If you are pulling historical cash flow from a 1040 (what really happened in the checkbook), you need to include IRA distributions if they actually received the money.
If you are pulling recurring cash flow from a 1040 (what will happen in the checkbook next year), you need to include IRA distributions if they actually received the money and it is continuing.
Here are your clues
- If there is an entry on Line 15a (total) but zero on Line 15b (taxable):
- It may be a rollover of a traditional IRA which means it is not cash flow
- Some tax preparation software ‘types in’ the word ROLLOVER in the left column
- It may be a distribution of a ROTH IRA which means it is cash flow
- The IRA must have been in place at least five years
Even if it is cash flow, it may be a one-time or lump-sum distribution.
- If you know they are under 59 1/2 and see no penalty on page two of the
1040, Line 38 (2009 forms) that is a hint it may be a continuing payment
- However, there are some exceptions to the penalty on early withdrawal for major medical, first time home buyers, college, etc.
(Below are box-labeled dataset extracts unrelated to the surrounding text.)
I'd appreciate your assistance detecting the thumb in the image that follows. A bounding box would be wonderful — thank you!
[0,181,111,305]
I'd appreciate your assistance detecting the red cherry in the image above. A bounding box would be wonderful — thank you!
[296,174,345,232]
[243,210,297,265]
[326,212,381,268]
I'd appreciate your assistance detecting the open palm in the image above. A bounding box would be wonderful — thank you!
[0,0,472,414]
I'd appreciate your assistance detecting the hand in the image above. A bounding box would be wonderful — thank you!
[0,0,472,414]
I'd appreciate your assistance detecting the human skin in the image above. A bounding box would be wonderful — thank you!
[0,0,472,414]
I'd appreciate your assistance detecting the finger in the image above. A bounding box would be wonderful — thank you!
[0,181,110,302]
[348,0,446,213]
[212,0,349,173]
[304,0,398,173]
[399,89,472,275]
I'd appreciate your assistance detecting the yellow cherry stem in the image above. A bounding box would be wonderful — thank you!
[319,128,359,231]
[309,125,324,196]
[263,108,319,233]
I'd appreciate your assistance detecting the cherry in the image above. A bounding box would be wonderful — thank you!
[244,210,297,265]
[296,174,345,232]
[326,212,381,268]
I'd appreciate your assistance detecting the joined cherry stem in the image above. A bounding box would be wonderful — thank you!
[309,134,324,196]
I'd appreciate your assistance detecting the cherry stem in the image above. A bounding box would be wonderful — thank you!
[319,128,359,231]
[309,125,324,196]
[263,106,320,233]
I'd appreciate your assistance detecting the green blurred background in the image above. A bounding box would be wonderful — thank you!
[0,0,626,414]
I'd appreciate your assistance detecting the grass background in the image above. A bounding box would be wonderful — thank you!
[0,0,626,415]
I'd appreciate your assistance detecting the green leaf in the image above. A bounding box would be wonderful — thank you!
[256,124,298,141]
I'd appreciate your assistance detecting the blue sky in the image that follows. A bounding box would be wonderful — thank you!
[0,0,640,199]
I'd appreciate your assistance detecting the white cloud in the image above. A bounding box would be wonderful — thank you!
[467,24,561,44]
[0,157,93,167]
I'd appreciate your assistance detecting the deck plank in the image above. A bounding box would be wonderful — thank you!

- If you have several years tax returns and it is a similar amount each year, maybe it is recurring.
Notice I said ‘clues’.
The bottom line
If you want or need to use IRA distributions as a continuing source of cash flow, you probably have to ask if it is recurring. Then you may want statements from the IRA or IRAs to show that they could keep up that level of withdrawals long enough to provide the cash flow needed to service your loan.